Real-time input testing
- If microphone input is supported, try real-time mode (need to check if README provides this feature). Example command:
```
python main.py --live
```
- The program listens for microphone input and generates animations in real time.

View Results

animation output: After running, the program displays an animation of the avatar on the screen or generates a video file (such as a output.mp4).
Adjustment parameters: If the animation is not satisfactory, you can refer to the documentation to adjust the model parameters, such as frame rate or mouth sensitivity (depending on the code implementation).

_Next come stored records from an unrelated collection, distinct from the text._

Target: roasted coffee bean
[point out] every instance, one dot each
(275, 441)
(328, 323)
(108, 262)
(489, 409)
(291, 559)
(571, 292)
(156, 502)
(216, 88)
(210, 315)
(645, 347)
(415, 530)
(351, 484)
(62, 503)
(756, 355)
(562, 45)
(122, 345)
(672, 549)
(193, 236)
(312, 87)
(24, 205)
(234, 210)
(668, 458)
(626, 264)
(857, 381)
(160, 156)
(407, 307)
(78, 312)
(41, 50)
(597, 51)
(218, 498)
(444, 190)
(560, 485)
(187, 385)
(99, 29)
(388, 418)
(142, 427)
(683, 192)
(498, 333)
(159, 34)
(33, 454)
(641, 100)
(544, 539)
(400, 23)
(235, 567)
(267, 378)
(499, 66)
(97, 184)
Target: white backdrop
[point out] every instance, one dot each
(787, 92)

Featured Function Operation

Audio Driven Animation Generation

move::
1. Prepare the audio file, e.g. test.wavThe
2. Run command:
```
python main.py --audio_path test.wav --output result.mp4
```
3. The program calls ModelScope's ASR model to extract audio features, and then generates the animation through the mouth prediction model.
effectThe mouth shape and expression of the avatar changes with the audio, for example, the mouth opens when saying "hello" and the rhythm is stronger when singing.

Mobile device deployment

prerequisites: Models need to be exported to a lightweight format (e.g. ONNX) and integrated on mobile.
manipulate::
1. Convert the model locally (specific scripts to be added to the project documentation, example assumptions are export.py):
```
python export.py --model lite_avatar_model.pth --output lite_avatar.onnx
```
2. commander-in-chief (military) .onnx The files are deployed to mobile and run using ONNX-enabled frameworks such as NCNN.
in the end: Low-power real-time animation on cell phones, suitable for video chat applications.

caveat

performance optimization: If you are running laggy, you can reduce the frame rate (e.g. from 30fps to 15fps) by modifying the configuration file or command line parameters.
adjust components during testing: If you get an error, check to see if the dependency versions match, or check the GitHub Issues page for community help.
scalability: If you want to add new features (e.g. emoji control), you can fork the project and modify the code, the HumanAIGC team welcomes contributors to submit Pull Requests.

With these steps, you can easily install and use LiteAvatar to experience the audio-driven avatar animation generation process. Whether for development testing or real-world applications, this tool provides an efficient and convenient solution.